4.  Write decently.  Do not forget the simple rule in composition: Capitalize the first letter of a sentence.
Isn’t Mr. Villacorta aware that the first letter of a sentence must be written in capital?  He did not only reply in an informal way but he did also write in an uneducated manner.  Is that how lawyers respond to issues nowadays?

5.  Respect and humility.
The concerned senator was quoted as saying, “Ba’t ko naman iko-quote ‘yung blogger? Blogger lang ‘yun.”  By saying that, he did not only insult Ms.
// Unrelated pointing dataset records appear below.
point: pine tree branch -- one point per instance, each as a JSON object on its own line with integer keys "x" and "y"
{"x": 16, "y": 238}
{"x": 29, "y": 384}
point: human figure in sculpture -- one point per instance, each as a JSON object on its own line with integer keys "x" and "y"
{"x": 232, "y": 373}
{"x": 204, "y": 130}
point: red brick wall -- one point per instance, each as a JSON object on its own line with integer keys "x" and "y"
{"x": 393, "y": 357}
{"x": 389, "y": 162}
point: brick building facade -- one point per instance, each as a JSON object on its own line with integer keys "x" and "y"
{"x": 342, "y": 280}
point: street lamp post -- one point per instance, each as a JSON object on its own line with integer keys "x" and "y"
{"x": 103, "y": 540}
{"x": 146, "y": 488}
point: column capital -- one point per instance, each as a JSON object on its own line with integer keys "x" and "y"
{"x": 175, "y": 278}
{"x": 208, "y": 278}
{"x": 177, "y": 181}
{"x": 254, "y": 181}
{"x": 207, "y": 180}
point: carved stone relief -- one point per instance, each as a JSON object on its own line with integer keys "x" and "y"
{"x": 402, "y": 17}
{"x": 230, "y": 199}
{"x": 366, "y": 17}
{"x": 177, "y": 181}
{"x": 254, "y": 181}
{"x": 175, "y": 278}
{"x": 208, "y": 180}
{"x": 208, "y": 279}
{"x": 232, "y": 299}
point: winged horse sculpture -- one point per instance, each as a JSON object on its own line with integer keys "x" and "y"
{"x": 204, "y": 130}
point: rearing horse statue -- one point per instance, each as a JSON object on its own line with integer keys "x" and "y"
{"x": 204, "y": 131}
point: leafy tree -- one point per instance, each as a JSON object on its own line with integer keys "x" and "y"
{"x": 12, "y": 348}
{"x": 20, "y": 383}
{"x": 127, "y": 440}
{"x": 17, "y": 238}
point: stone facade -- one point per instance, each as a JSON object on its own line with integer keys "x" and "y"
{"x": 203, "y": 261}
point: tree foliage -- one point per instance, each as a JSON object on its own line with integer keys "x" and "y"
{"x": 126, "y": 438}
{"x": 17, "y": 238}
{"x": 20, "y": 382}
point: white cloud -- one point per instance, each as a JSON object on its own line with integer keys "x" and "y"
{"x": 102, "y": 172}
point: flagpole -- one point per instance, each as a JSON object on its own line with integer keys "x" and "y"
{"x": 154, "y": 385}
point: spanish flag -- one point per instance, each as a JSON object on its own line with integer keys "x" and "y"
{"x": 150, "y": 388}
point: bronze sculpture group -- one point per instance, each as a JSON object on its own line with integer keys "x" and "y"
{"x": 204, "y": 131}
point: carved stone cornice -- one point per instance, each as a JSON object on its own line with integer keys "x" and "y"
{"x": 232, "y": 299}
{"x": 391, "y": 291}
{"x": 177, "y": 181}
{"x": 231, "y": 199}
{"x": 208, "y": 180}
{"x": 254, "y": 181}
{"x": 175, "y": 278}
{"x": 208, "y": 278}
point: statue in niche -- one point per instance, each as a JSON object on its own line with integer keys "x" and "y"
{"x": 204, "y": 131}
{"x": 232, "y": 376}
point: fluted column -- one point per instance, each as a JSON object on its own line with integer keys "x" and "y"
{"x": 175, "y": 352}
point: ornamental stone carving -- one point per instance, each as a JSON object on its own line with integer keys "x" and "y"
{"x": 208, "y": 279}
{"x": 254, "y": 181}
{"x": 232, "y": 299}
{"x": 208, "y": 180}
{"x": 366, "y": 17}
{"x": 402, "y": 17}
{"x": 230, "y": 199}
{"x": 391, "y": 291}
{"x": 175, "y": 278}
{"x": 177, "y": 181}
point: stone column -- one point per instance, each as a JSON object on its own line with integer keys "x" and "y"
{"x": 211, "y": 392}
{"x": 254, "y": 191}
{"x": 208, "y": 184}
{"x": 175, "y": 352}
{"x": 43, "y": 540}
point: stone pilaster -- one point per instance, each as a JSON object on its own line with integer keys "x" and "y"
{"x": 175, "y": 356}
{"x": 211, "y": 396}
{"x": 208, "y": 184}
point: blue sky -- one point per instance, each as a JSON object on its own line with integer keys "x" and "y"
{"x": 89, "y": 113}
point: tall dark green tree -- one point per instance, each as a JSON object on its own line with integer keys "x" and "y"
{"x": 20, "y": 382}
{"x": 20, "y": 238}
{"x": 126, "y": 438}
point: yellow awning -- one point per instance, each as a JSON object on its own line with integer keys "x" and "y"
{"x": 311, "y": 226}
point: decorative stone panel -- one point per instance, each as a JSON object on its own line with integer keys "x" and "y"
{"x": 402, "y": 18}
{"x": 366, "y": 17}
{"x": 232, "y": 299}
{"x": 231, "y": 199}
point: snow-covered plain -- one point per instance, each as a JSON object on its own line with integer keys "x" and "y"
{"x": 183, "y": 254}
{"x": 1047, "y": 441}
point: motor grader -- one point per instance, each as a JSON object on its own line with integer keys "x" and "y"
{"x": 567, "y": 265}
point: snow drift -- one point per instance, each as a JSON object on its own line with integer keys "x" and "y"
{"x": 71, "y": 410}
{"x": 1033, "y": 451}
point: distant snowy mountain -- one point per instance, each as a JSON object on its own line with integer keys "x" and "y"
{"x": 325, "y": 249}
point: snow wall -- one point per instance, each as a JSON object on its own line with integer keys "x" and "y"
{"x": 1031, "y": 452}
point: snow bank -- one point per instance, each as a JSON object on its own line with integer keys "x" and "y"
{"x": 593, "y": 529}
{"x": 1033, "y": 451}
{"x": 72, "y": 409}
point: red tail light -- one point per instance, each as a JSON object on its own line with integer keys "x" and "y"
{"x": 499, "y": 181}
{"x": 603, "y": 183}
Sarah Pope but the bloggers as a whole.  So, is that how low he regards us, bloggers?

If indeed, blogger “LANG” ‘yun, his speechwriter should have conducted his research from an article by a more popular and distinctive author.  Para naman mas mataas ang level sa taste ng senador.  So, why did he opt to source information from a blog instead?
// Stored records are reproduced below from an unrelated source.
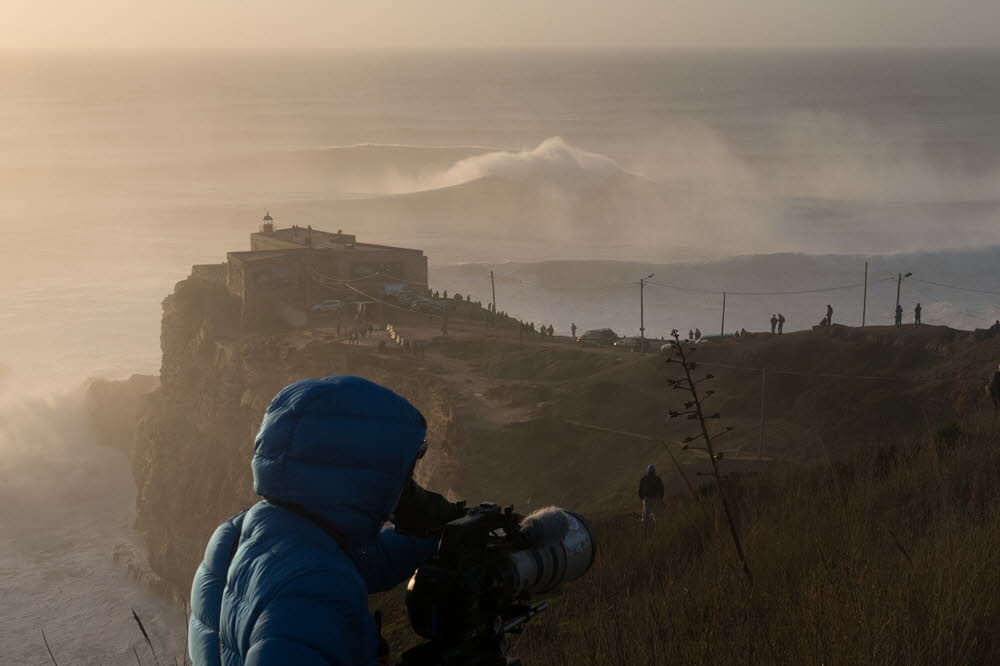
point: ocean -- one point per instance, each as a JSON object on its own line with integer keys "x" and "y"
{"x": 733, "y": 171}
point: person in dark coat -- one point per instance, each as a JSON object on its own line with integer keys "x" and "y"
{"x": 993, "y": 388}
{"x": 651, "y": 494}
{"x": 287, "y": 581}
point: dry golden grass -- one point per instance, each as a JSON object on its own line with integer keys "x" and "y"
{"x": 888, "y": 558}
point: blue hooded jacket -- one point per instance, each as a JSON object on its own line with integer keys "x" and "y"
{"x": 287, "y": 581}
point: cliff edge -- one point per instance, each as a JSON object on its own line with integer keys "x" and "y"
{"x": 533, "y": 423}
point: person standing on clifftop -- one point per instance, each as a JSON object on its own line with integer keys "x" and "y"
{"x": 287, "y": 581}
{"x": 993, "y": 388}
{"x": 651, "y": 494}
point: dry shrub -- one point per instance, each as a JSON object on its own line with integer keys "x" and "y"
{"x": 885, "y": 558}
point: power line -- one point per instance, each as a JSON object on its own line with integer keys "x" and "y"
{"x": 822, "y": 375}
{"x": 720, "y": 292}
{"x": 956, "y": 287}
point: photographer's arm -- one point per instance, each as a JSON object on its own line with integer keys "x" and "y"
{"x": 319, "y": 619}
{"x": 391, "y": 558}
{"x": 397, "y": 551}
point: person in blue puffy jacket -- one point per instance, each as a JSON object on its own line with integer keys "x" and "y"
{"x": 287, "y": 581}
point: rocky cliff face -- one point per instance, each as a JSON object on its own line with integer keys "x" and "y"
{"x": 533, "y": 424}
{"x": 195, "y": 436}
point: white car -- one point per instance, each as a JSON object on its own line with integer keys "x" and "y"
{"x": 332, "y": 305}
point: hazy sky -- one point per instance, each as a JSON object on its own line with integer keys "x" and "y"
{"x": 507, "y": 23}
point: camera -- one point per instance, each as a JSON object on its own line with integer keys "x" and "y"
{"x": 478, "y": 587}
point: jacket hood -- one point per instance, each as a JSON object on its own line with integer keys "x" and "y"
{"x": 339, "y": 448}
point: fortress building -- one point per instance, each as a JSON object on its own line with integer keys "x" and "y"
{"x": 288, "y": 272}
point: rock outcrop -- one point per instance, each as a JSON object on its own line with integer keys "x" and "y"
{"x": 529, "y": 424}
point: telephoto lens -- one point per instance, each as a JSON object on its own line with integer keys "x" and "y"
{"x": 562, "y": 549}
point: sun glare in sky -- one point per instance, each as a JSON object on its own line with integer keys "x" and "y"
{"x": 69, "y": 24}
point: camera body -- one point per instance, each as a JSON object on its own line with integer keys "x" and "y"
{"x": 477, "y": 587}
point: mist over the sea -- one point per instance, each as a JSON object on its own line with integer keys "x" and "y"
{"x": 120, "y": 172}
To add insult to injury, the “Chief of Staff” replied in a rather semi-apologetic tone with a hint of sarcasm.  Please do not apologize if it is not wholehearted in the first place.

Honestly, this is an issue that could have been resolved easily by simply respecting the writer and sincerely admitting one’s shortcoming.  After all, nobody's perfect.  People, most especially in public office and their staff members, should always learn to reply in a proper and polite manner.  Remember, how you speak and write reflect your personality.

I am a blogger, a part-time blogger.  I do not write to get paid.  I do it for free.

I am a blogger, a part-time blogger BUT I am NOT JUST a blogger.  I have other jobs.  Decent jobs.  And I am not indebted to taxpayers' money.

So, to you Tito Sen:
The business tycoon, Mr. Manny V. Pangilinan, was once in the same situation.  The only difference is he owned up to his speechwriter’s mistake and even voluntarily resigned from the Ateneo Board of Trustees.  I can only describe his act in one word – DELICADEZA.

Further, do not belittle other people.  Just because you cried during your speech that made you righteous and sincere.  Truth be told, the recent event only showed the darker side of your character.  Always remember the “Golden Rule” for you do not want to be looked down as, “artista lang”, do you?